Already faced with tight competition and low profit margins, the airline industry is going through major changes in the wake of the current pandemic resulting in travel restrictions and slump demands, prompting airlines to curtail services and investments in every aspect of business. To that end, developing a comprehensive method of improving airline performance measures is crucial. However, this type of problem is complex to solve due to a large number of factors, requiring a systematic approach. It entails taking into account a multitude of conflicting, or sometimes interrelated criteria, hence becoming an inherently multiple criteria decision making problem.
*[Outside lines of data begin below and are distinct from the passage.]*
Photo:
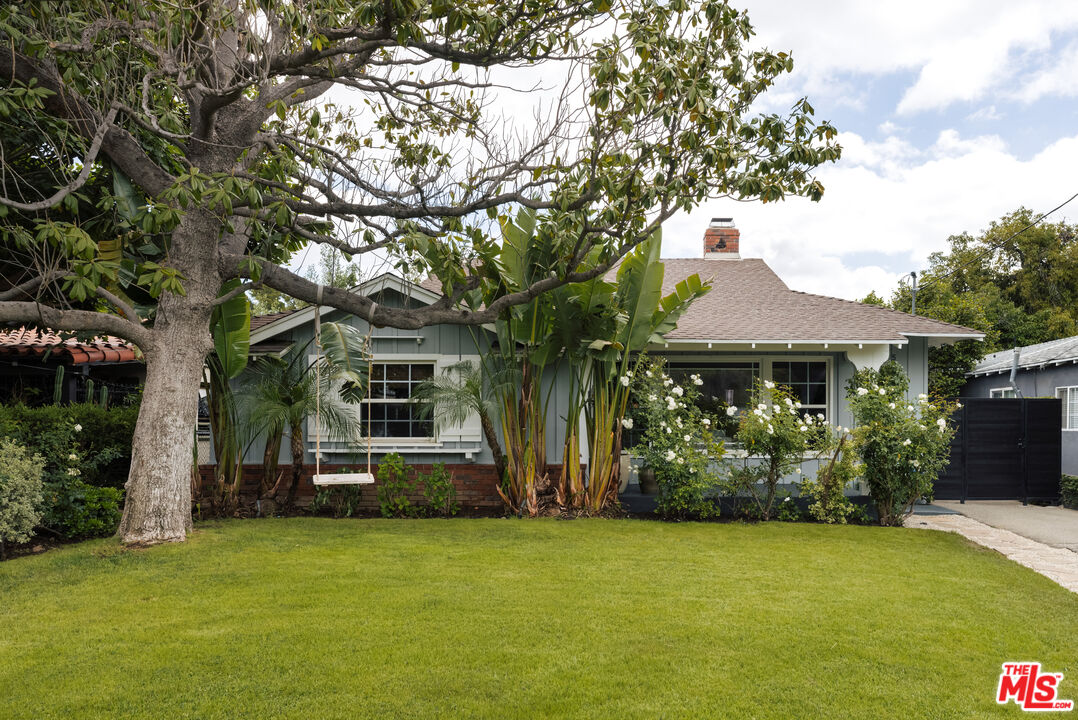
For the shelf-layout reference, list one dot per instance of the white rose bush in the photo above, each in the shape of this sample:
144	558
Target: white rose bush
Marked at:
677	442
776	434
902	446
This study is aimed to assess the competitiveness of airlines and evaluate their financial and operational performances in relation to such criteria. We test FAHP, TOPSIS, and a hybrid method of combining FAHP and TOPSIS methods. In particular, regarding the hybrid method, FAHP is employed to determine the influential weights of criteria that are utilized in TOPSIS for preference values among alternatives. We demonstrate the applicability of the proposed methods to solving a MCDM problem of airline performance assessments using real data sets. Further, this study focuses on examining the relationship between financial and operational performance criteria, as well as gleaning insights for airlines to build an evaluation system that would aid in understanding their strength and weakness in the performance metrics. The computational experiment results of our hybrid FAHP-TOPSIS model support the efficacy of incorporating fuzzy values concerning influential weight criteria. By judiciously distributing criteria weights that are specific to the airline industry, our proposed model captures preference scores reflective of industry-related and concurrent measures. This modeling framework can help airlines better evaluate the systematic influential relation structure among criteria in critical financial and operational dimensions.

Highlights

  • Faced with tight competition, low profit margins, volatile oil price, and weak demands due to the recent coronavirus pandemic, airlines are struggling to survive by curtailing services and capital investments, and adopting different fuel hedging schemes

  • Fuzzy AHP was applied to calculate the weights of the criteria and fuzzy TOPSIS was applied to rank the alternatives utilizing the weights obtained with fuzzy AHP

  • In order to reduce the effect of such subjective elements, we develop a two-stage process where Fuzzy Analytic Hierarchy Process (FAHP) is first applied to develop criteria weights that are subsequently used in the TOPSIS analysis within a combined Multi-Criteria Decision Making (MCDM) modeling framework (Ertuğrul & Karakaşoğlu, 2009)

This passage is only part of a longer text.